Rechtspraak
Rechtbank Midden-Nederland, 1 december 2010
ECLI:NL:RBUTR:2010:BP2005
Centraal Bureau Rijvaardigheidsbewijzen/werknemer
Werknemer (47 jaar) is sinds 1997 in dienst van het CBR, laatstelijk in de functie van Senior Medisch Adviseur. In dat kader beoordeelt hij mensen op hun medische geschiktheid in verband met afgifte van een vaarbewijs of rijbewijs. Tot juli 2006 heeft hij docenten van de cursus Educatieve Maatregel Alcohol en Verkeer (hierna: EMA) les gegeven over alcohol, de werking op de hersenen en alcohol in het verkeer. Op 21 mei 2010 heeft werknemer een ernstig verkeerongeval veroorzaakt en is hem zelf de maatregel EMA opgelegd alsmede zijn rijbewijs ingetrokken. Werknemer heeft dit lange tijd verzwegen voor het CBR. Werknemer is sinds het ongeval gedeeltelijk arbeidsongeschikt.
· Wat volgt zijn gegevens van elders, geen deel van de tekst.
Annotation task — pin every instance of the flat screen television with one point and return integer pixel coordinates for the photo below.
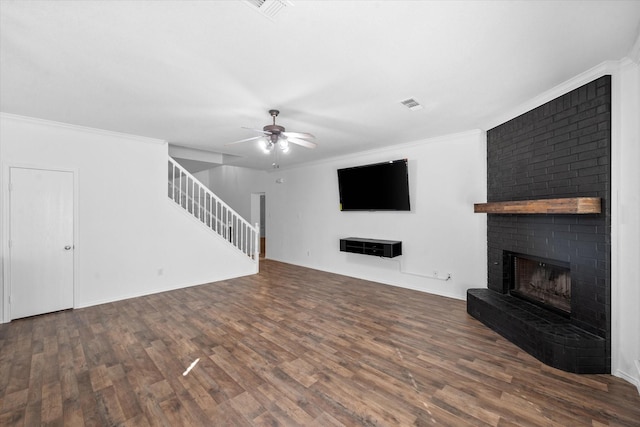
(375, 187)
Thans verzoek het CBR ontbinding van de arbeidsovereenkomst.
De kantonrechter oordeelt als volgt. Werknemer heeft in een laat stadium (na drie weken) het CBR in kennis gesteld van het feit dat hij een ongeluk had gehad. Hij heeft niet gemeld dat de verdenking bestond dat de oorzaak voor dit ongeval was gelegen in een alcoholpromillage hoger dan wettelijk is toegestaan. Voorts heeft werknemer geen melding gemaakt van het feit dat hem een EMA-maatregel is opgelegd en dat zijn rijbewijs was ingevorderd. Het CBR heeft via geruchten vernomen dat het ongeval van werknemer te wijten zou zijn aan overmatig alcoholgebruik. Vervolgens is het CBR in haar eigen dossiers nagegaan of de EMA-maatregel is opgelegd en heeft zij het strafrechtelijk dossier opgevraagd. Deze handelwijze kan niet worden bestempeld als onrechtmatige bewijsgaring. Werknemer heeft gehandeld, terwijl hij in dienst is bij een instantie die in het leven is geroepen om een bijdrage te leveren aan de verkeersveiligheid en tot taak heeft cursussen te verzorgen om mensen te wijzen op de gevaren van alcoholgebruik in het verkeer en te beoordelen of mensen medisch geschikt zijn om aan het verkeer deel te nemen. Dit brengt met zich dat aan werknemers, in ieder geval die met een functie en positie van werknemer, hoge integriteitseisen op het gebied van de verkeersdeelname mogen worden gesteld, waarbij niet noodzakelijkerwijs het privéleven wordt uitgesloten. Werknemer heeft hier niet alleen niet aan voldaan, maar heeft tevens gepoogd dit aan het oog van het CBR onttrokken te houden en heeft niet getoond het laakbare van zijn handelen in te zien. De kantonrechter is van oordeel dat voornoemde feiten en omstandigheden in onderlinge samenhang beschouwd een dringende reden opleveren voor ontbinding van de arbeidsovereenkomst.